Rethink Heroes Park
‘But given the need to be frugal and modest, it may be better to settle for the Bruce Golding idea of extending and modernising the existing structure.’
ALL THAT transpired at the town hall meeting last Tuesday should encourage us to rethink the entire idea of developing Heroes Park and its environs.
First of all, despite the Government’s crowing, we are still a highly indebted and grossly income-unequal people. We need to reduce our owings rather than borrowing more – and that includes even relatively cheap Chinese money. Further, when it comes to our own money, we need to prioritise expenditure far more rigorously than before. Education and health need more, and agriculture requires additional capital.
So when the Chinese come offering the grand design for Heroes Park, Allman Town, Campbell Town, Kingston Gardens and Woodford Park – Parliament, museum and all – we have to be careful that our usual tendency for ‘high chest’ might lead us to be seduced.
The grand concept which the Urban Development Corporation has shown me is very grand, indeed, but it is neither practical nor affordable.
Let us start over with a more modest plan. And this time begin with the people’s needs first rather than last – that is, after we have built ourselves a ‘stush’ Parliament and maybe some other monuments.
Housing conditions in the neighbourhoods to be affected need urgent renewal. Residential land is indeed scarce because of commercial encroachment and a complete absence of urban planning. Despite this, there are vibrant communities, schools, churches, small businesses with aged but renewable infrastructure. All these need improvement, not destruction.
Last Tuesday’s panel needed the representative from the National Housing Trust (NHT), not the person from the Kingston and St Andrew Municipal Corporation who had nothing to contribute. The NHT is so bursting with working people’s money that central government can tax us more by raiding it of billions every year under the subterfuge of ‘Budget support’.
Starting right now, the NHT ought to provide a modest grant to help settle the ownership of each parcel of land (all have registered titles, by the way), sign up occupants for membership and lend relatively small sums – which will be usually much less than a proposed high-rise, greenfield dwelling would cost – and with the UDC, the JDF and the utility companies, supervise the repair and extension of existing premises.
Facilitate intergenerational mortgages with interest coupons no higher than what the Bank of Jamaica is lending to usurers. Transform dead assets into live, tradeable resources.
That way, we would not need to borrow any foreign money or submit to any foreign designs. We have the money already saved.
ENHANCE COMMUNITY
That way, we retain and enhance community, family and local enterprise, achieve capital gains and avoid the anomie of high-rise living, rather than realise the reasonable fears of the residents expressed so forcefully at the town hall meeting.
The people want development but they remember, and will resist, a repeat of the cruel political cleansing of Back-o-Wall 50 or so years ago.
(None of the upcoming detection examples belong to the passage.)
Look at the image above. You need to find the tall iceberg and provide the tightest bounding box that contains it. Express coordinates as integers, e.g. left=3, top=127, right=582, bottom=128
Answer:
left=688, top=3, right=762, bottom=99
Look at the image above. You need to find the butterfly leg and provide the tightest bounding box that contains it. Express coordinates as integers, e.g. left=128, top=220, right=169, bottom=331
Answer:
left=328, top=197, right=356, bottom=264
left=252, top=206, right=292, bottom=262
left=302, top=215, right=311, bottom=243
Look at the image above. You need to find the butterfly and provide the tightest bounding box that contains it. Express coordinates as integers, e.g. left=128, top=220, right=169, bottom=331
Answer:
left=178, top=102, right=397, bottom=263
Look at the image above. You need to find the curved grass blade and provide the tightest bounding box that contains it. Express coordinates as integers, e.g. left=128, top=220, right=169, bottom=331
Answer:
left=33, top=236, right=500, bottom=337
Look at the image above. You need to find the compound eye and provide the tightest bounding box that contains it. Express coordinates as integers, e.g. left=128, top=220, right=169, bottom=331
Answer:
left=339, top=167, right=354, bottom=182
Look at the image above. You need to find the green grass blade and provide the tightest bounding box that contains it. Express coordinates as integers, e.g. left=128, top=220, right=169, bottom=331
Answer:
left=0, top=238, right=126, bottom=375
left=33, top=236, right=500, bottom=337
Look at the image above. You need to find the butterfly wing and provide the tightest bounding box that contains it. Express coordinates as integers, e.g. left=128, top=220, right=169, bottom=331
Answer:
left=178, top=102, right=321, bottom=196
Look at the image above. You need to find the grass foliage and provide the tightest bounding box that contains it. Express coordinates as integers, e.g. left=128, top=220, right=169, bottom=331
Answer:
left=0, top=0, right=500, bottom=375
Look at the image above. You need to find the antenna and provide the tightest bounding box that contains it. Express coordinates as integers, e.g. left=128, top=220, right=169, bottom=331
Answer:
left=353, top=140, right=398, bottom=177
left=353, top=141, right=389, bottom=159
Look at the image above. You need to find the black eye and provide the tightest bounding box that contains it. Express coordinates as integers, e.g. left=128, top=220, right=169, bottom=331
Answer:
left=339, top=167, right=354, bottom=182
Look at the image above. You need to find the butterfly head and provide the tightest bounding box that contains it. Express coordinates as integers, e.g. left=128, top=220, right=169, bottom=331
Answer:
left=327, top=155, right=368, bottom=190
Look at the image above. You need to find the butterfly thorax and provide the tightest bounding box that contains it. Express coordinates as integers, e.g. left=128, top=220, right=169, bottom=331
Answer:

Urban renewal has to be done a different way this time around.
Having determined a method of relieving the squalor of the dormitory communities, the authorities can then turn to the matter of the Parliament building and the park in general. The terrible inadequacies of George William Gordon House need no rehearsal. It is so inefficent to work there that, up to now, I have supported the proposal for a new structure at Heroes Park along the lines first envisaged by Father Manley.
But given the need to be frugal and modest, it may be better to settle for the Bruce Golding idea of extending and modernising the existing structure. There are several options. Were the adjacent JMA building to be acquired, plenty of fairly modern space for offices, meeting rooms and parking could be quickly added at a fraction of the cost of a new building. Another recourse would be to repossess and recondition Headquarters House which has a chamber quite suitable in size and ambience for a Senate or for committee use.
Any of these alternatives could employ the acumen of local architects and be provided for without strain from the Budget over, say, three years.
Then there remains Heroes Park: now used, for the most part as a sprawling car park, a dust bowl masquerading as a playground, and a cemetery. The car warehouse must go now. It is wholly inconsistent with any concept of an urban recreation area. The park owners, the KSAMC, ought to take shame out of their eyes by following the example of the Housing Trust to create and manage a downtown Emancipation Park that would be like a lung breathing life into Kingston’s restoration.
Please let us change the narrative now.